Statistical Frequency in Word Segmentation
Download
Report
Transcript Statistical Frequency in Word Segmentation
Statistical Frequency in Word
Segmentation
Words don’t come with nice clean
boundaries between them
• Where are the word boundaries?
Question: How do children work out
where the word boundaries are?
There are several potential clues:
- Pauses (although this is dubious)
- Intonation (this too is dubious)
- Statistical regularities
Statistical Regularities
• Words very rarely begin with [dw],
• Words never begin with [bn],
• Words never begin with [lb],
• Etc.
• So if the child hears these sequences, the
child hypothesizes the sequence occurred
in the middle or at the end of the word.
Statistical Regularities
• Voiceless stops that begin words are
almost always aspirated,
• Voiced segments that end words are often
de-voiced,
• Various other phonological processes may
occur, e.g., word-final frication, etc.
• So these are phonological clues that may
help segment the speech stream.
Problem
• In order for children to be able to make
use of these cues, they must be able to
track the frequency of such items in the
speech, otherwise it is a useless cue.
• So if the child is not able to track the
frequency of [bn] at the beginning of
words, what use is using this strategy?
Statistical Tracking
• Very recent work suggests that children do in
fact have the capacity to track statistical
frequencies of certain elements in their
environment.
• Major researchers: Jenny Saffran (Wisconsin),
Rebecca Gomez (Arizona), Elisa Newport
(Rochester), Richard Aslin (Rochester), LouAnn
Gerken (Arizona), Gary Marcus (NYU), etc.
The Experiment - Overview
• Create a synthesized string of syllables that
occur in a particular frequency (can’t use English…).
• Expose the children to this string of syllables for
~20 minutes.
• Test children to see if they have a preference for
the highly frequent syllable sets or the rare
syllable sets.
• If children show a preference (no matter what
direction that preference is in), then children are
sensitive to frequencies of syllables in the input.
Sample Stimulus
Their language consisted of:
• Four consonants (p,t,b,d)
• Three vowels (a, i, u)
• Which when combined created 12
syllables (pa, ti, bu, da, etc.).
• These then created six words:
• babupu, bupada, dutaba, patubi, pidabu,
and tutibu
ba
bu
pu
bu
pa
da
du
ta
ba
pa
tu
bi
pi
da
bu
tu
ti
bu
ba
bi
bu
pa
pi
pu
2
ta
ti
tu
1
4
2
1
1
1
1
2
da
di
du
2
0
1
babu
bupu
bupa
pada
duta
taba
1
patu
tubi
pida
1
1
1
1
1
1
1
1
dabu
tuti
tibu
1
1
1
Transitional Probabilities
• The chances of a word containing bu are
much greater than the chances of a word
containing di.
• Transitional probabilities quantify this.

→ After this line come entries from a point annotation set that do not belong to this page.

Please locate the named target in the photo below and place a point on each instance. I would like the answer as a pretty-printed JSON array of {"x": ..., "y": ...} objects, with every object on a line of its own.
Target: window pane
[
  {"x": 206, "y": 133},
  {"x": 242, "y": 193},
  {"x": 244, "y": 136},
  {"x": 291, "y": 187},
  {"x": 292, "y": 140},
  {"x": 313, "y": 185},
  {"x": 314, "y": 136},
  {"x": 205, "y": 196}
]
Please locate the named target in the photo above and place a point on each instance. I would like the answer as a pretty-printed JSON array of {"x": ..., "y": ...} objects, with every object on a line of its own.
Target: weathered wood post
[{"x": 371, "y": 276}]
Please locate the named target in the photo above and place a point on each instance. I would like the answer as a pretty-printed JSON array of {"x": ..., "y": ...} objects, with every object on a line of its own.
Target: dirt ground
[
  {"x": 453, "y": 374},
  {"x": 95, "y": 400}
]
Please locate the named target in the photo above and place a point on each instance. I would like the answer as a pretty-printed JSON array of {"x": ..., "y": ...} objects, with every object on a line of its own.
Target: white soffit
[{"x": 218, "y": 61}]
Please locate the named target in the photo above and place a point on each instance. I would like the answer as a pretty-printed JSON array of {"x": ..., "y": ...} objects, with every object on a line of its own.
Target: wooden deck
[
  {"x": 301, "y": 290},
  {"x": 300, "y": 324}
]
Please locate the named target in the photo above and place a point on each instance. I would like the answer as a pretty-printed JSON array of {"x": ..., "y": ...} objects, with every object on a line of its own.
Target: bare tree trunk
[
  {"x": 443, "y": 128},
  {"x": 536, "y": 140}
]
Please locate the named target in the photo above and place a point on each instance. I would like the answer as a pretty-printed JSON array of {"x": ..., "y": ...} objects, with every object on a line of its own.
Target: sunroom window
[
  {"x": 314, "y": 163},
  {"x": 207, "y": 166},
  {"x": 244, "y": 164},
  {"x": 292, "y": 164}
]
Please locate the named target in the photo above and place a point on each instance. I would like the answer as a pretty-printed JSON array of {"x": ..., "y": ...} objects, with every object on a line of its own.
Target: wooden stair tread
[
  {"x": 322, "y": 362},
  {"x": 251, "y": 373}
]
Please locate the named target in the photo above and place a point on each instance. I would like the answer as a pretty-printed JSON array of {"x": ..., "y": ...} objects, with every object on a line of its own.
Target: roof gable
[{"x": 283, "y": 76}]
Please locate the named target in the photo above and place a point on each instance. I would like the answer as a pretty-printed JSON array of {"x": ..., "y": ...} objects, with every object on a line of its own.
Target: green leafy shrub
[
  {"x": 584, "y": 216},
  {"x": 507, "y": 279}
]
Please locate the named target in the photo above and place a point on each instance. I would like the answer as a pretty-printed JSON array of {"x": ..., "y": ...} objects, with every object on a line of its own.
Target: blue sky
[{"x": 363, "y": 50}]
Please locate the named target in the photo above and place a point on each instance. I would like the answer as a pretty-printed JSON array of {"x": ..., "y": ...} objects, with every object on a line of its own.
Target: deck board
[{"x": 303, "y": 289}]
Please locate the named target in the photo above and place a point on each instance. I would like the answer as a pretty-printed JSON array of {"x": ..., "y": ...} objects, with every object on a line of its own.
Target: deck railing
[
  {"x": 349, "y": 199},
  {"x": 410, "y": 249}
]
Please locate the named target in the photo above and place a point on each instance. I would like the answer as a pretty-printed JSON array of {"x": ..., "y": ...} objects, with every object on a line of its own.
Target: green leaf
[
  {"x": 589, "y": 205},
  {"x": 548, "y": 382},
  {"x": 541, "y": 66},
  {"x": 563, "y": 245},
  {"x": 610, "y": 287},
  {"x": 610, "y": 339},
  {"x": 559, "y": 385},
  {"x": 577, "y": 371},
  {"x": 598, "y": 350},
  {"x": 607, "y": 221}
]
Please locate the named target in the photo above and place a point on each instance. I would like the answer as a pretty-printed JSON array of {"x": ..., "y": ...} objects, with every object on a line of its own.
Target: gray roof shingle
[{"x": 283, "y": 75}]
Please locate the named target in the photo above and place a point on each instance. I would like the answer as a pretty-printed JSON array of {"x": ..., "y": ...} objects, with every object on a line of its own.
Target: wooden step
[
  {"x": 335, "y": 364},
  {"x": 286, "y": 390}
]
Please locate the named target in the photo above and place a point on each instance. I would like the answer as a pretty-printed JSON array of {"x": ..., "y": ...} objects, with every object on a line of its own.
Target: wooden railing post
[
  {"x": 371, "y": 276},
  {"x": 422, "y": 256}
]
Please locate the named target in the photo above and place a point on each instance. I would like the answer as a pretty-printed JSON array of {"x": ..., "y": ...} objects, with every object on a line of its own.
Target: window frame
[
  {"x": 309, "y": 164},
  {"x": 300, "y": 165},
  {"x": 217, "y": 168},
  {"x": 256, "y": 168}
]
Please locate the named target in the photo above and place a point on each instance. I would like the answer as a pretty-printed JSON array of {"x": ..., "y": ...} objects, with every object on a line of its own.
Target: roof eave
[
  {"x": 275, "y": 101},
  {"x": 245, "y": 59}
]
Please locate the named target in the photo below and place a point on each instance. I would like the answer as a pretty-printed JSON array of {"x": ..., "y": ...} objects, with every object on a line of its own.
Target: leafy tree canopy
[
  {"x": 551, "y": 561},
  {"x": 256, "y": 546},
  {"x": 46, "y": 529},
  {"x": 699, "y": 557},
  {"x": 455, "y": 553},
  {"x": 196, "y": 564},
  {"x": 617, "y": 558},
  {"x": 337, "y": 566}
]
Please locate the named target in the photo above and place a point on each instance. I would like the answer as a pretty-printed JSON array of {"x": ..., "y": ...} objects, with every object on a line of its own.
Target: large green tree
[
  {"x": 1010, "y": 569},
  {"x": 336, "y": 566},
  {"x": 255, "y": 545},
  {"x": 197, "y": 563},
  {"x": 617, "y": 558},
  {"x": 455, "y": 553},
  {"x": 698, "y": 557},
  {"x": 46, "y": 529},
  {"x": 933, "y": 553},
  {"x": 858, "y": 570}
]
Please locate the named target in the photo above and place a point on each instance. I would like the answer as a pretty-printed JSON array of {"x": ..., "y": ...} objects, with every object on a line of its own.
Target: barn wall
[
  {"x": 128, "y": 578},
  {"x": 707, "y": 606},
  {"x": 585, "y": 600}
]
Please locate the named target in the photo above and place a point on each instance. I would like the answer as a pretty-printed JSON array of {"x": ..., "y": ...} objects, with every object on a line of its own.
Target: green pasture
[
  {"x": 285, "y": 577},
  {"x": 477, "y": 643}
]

• The Transitional Probability of xy is:
xy
x
Transitional Probabilities
• So for the word babupu, the transitional
probability of babu is calculated as follows:
Frequency of babu / Frequency of ba
1/2 = 0.5
Frequency of bupu / Frequency of bu
1/4 = 0.25
Overall transitional probability of the word babupu =
(0.5+0.25) / 2 = 0.375
What’s the point?
• Transitional probability was manipulated
so that:
• The transitional probability was high within
a word, but low across a word boundary.
This is what a word IS in real life.
ba bu pu bu pa da du ta ba
High
High
Low
High
High
Low
High
High
Transitional
Transitional
Transitional
Transitional
Transitional
Transitional
Transitional Transitional
Probability
Probability
Probability
ProbabilityProbabilityProbability
Probability Probability
• 300 tokens of each of the six words were
randomly concatenated.
• All word boundaries were removed
• This left 4536 continuous syllables, which
were read by a speech synthesizer.
• Synthesizer produced a monotone of
syllables at a rate of 216 syllables per
minute.
Procedures
• Subjects consisted of 24 undergraduate
students.
• Subjects were told to listen to ‘nonsense’
language.
• Task is to figure out where words
begin/end.
• After 3 blocks of 7 minutes of exposure to
the language, subjects were tested.
Test Procedure
• Subjects heard two tri-syllabic strings, e.g.,
bu-pa-da
Real word
and
pi-da-bu
Not a real word
Which sounds more like a word from this
nonsense language?
36 trials in the test.
Results
• Mean score correct for all subjects was
27.2, where chance is 18. t-test shows
this to be statistically significantly different
from chance.
• Conclusion: adults are able to recognize
what is a word and what is not a word
based purely on statistical frequency.
Additional finding:
• the three words with the most common
syllables in them were easiest to
recognize.
• the three words with the least common
syllables in them were hardest to
recognize.
But can kids do this too?
• Answer appears to be Yes.
• Saffran et al. (1996) used essentially the
same stimuli on 8 month old children
• Used four strings of words instead of six.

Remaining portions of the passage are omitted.